LeBron James is helping create the America we all deserve.
On Friday, James’ voting rights non-profit, More Than A Vote, announced that the organization is raising funds to help individuals with felony records vote in Florida.
In 2018, Florida citizens voted to give individuals with past felony convictions their right to vote again.
But the Florida legislature passed a law earlier this year that prevented these individuals from voting unless they paid off their outstanding court fees.
The campaign, backed by James, said it will donate $100,000 to the Florida Rights Restoration Coalition, an organization that was extremely influential in lifting the voting ban two years ago against those with felony convictions.
The money will be used to negate the court debts of prior felons looking to make their voice heard in the swing state.
James started More Than A Vote after the senseless deaths of Ahmaud Arbery, George Floyd, and Breonna Taylor ignited a national conversation on racial injustice and oppression. The group founded by James, which many other successful Black athletes and celebrities have attached their names to, will focus on fighting voter suppression.
The ACLU of Florida and NAACP Legal Defense and Educational Fund say that the new rule implemented by Florida legislators was unconstitutional and essentially created a poll tax to prevent individuals with felony records from voting. A federal judge said that Florida’s pay-to-vote rule “falls short in substantial respects.”
The debts to be paid out by James’ organization do not cover restitution that some individuals must pay to their victims.
According to a study, 775,000 Florida citizens with a felony record have debts that thwart them from voting. Many of these Floridians are people of color.

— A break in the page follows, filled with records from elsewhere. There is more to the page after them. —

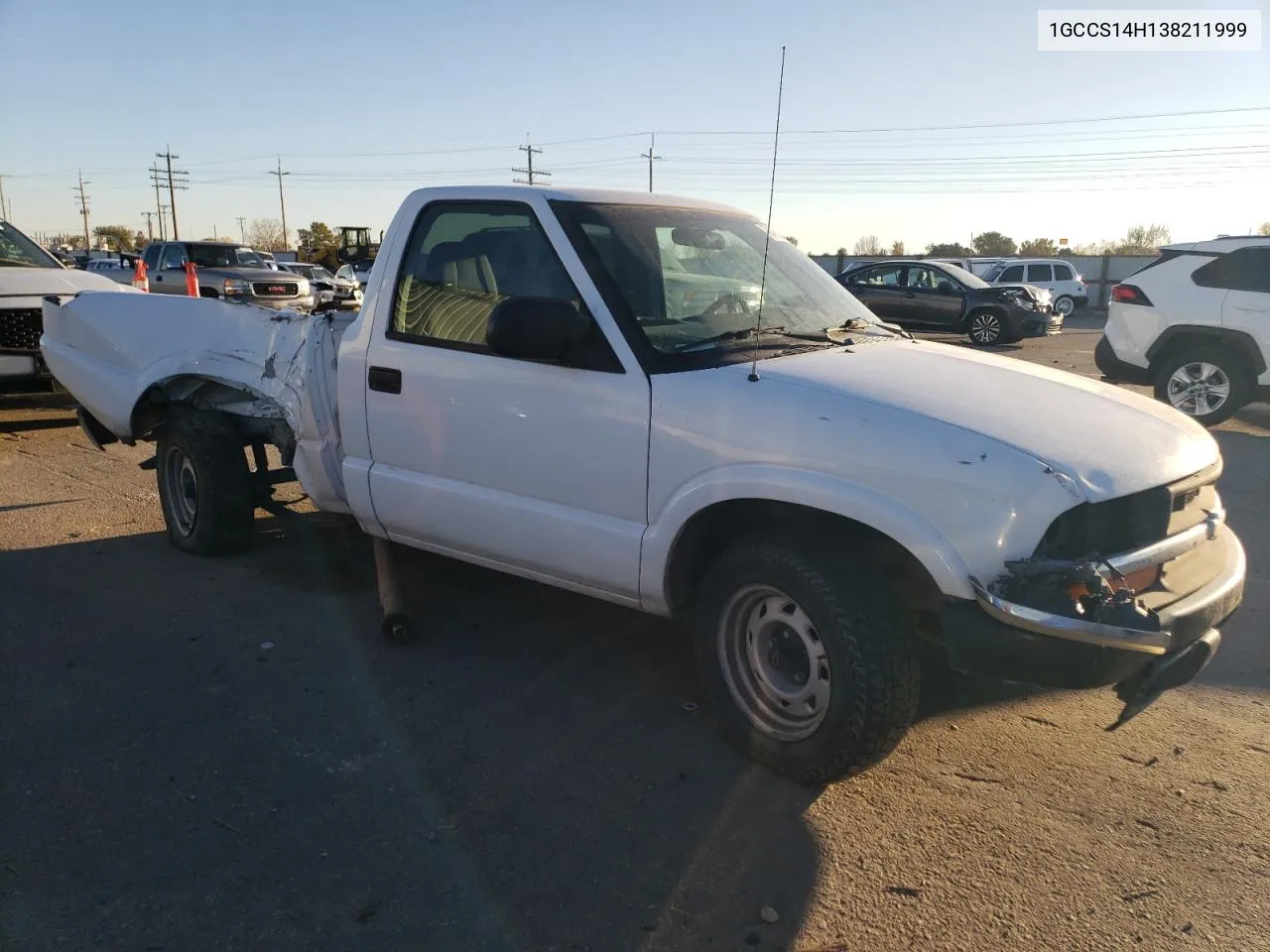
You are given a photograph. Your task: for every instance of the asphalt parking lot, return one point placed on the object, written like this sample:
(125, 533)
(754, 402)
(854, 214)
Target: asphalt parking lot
(226, 756)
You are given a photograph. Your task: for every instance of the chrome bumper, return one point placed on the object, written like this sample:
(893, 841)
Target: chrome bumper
(1211, 598)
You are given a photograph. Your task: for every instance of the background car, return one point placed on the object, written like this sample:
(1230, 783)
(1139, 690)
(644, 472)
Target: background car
(1196, 325)
(329, 290)
(1057, 277)
(931, 295)
(358, 273)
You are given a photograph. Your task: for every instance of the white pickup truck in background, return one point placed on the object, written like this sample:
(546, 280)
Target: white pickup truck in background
(534, 385)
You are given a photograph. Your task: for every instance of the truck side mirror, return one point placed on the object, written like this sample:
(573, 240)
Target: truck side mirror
(534, 327)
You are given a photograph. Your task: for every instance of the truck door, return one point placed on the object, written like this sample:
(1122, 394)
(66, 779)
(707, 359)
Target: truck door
(538, 467)
(171, 277)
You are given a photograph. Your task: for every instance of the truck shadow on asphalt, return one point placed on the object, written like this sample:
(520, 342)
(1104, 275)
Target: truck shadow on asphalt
(540, 772)
(229, 748)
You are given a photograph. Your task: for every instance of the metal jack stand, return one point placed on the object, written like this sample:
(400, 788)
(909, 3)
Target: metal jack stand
(397, 624)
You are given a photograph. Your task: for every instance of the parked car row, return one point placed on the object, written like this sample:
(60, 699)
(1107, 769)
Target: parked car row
(925, 294)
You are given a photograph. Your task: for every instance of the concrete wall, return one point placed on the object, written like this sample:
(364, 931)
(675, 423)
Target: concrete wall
(1100, 272)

The law is an obvious attempt to suppress the voices and rights of hundreds of thousands looking only for a fresh start — and a voice in government.
“Your right to vote shouldn’t depend upon whether or not you can pay to exercise it,” said More Than a Vote member Udonis Haslem, a longtime Miami Heat forward, in a written statement this week.
“This is a fight about their constitutional right to vote being denied,” James said in a Twitter post on Friday.
The 17-year NBA veteran is no stranger to the fight for equality and helping his community. From using his voice as an activist on social media, to starting his IPromise school for children in his hometown Akron, Ohio, James has been the leader we all need to follow.
Restoring voting rights for people with felony records not only fights against voter suppression and racial inequality, it sheds a light on the inhumanity of the criminal justice system and its long term effects on citizens hoping to find their way after making a mistake.
Allowing individuals to have access to their basic American rights shouldn’t be a political issue, it should just be a part of basic human decency in this country.
We know James gets it, it’s nothing new for him.
Even with the official restart of the NBA season getting underway in less than a week, James has yet again found another way to make an impact off the court.
It’s our turn to continue to follow his lead and make an impact in our communities through the best way we see fit.